Section 69 was before this court in Foegan v. Carpenter, 117 Mich. 89 (75 N. W. 290), where it was held that, even though an infant had a guardian, if it was necessary to protect the rights of the infant, the sale would be canceled. Counsel in their brief refer to that case as follows:

*345“ The sale before deed may be canceled in a proper case, but after redemption has passed, deed has issued, and especially when the rights of a third party have intervened, the court is powerless to apply this statute to such case. To make such application would be to write into this statute what the legislature did not put there, as, after the word ‘canceled,’ ‘may set aside the deed to the purchaser at the tax sale and all subsequent deeds in the title without limitation.’ It is insisted that this cannot be done, under the authorities above quoted. Had the legislature intended it, it would have been put into the statute. So far as I have found, section 69 of the tax law has been before this court in but a single case, Foegan v. Carpenter, 117 Mich. 89 (75 N. W. 290). The court in this case emphasize the point made above that proceedings under it can be had only before deed issues. I quote:
“ ‘Before the deed was issued, intervener applied to the auditor general for leave to redeem. ’
“ It may be claimed that power, to set aside the sale, and setting aside the sale, would necessarily cancel all subsequent titles, but it is idle to say, under the strict rules of the tax laws, the legislature would not have so stated if sueh was the intention. The courts cannot write the new matter into the statutes.”

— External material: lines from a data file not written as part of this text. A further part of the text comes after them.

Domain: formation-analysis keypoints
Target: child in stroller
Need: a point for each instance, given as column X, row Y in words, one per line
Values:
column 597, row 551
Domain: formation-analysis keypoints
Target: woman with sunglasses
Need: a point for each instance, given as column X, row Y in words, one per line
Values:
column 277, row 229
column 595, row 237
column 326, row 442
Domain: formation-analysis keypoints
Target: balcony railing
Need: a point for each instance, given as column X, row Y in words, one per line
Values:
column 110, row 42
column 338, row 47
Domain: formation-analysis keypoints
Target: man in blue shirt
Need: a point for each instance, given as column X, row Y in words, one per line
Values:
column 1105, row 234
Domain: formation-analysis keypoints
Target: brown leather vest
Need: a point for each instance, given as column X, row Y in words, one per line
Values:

Attention is then called to the case of Dumphey v. Hilton, 121 Mich. 317 (80 N. W. 1), and the argument is made as follows:

“ The court has jurisdiction to entertain proceedings for the relief of persons under disability only to stay and to cancel the sale, and is without jurisdiction to entertain such proceedings after the sale has eventuated into a deed, and especially after the rights of a subsequent purchaser have intervened. To hold otherwise would give the courts authority, if there shall be a hard case, to write into the law what the legislature has not put there, which cannot be done.”

A quotation is made from the opinion in Dumphey v. Hilton, supra, which seems to sustain the claim of counsel, but an examination of the opinion shows that the case was brought under the statute of 1889, which makes no exception in the case of those under disability, like minors *346and incompetents. The justice writing the opinion said:

“ The same strict rules apply to persons under disability as to others, unless the statutes otherwise provide. 25 Am. & Eng. Enc. Law (2d Ed.), p. 419. The law of 1893 does otherwise provide. Section 69, Act No. 206, Pub. Acts 1893. One feature of this section was construed by this court. Foegan v. Carpenter, 117 Mich. 89 (75 N. W. 290).”

We agree with the trial judge that the objections of appellant specifically referred to are not well taken.

We cannot agree with him, however, in allowing the petitioner to take the lands without reimbursing the appellant. The only reason for canceling the sale is the incompetency of Mrs. Young. Her land, like the land of a competent person, is subject to the payment of taxes. The appellant had no occasion to know when he bought the land that she was not competent. In Connecticut Mut. Life Ins. Co. v. Wood, 115 Mich. 444 (74 N. W. 656), it was held that one who seeks relief from a void tax sale will be compelled to do equity. We think in this case petitioner should reimburse appellant for payments made by him or his grantor to the State, at the time the deed was made, and any taxes subsequently paid, with interest at the legal rate, less the net revenue, if any, the appellant may have received from the property. Unless the solicitors can agree upon these amounts, the case may be remanded to take proofs.

A decree may be entered in accordance with this opinion.

Bird, Hooker, McAlvay, and Stone, JJ., concurred.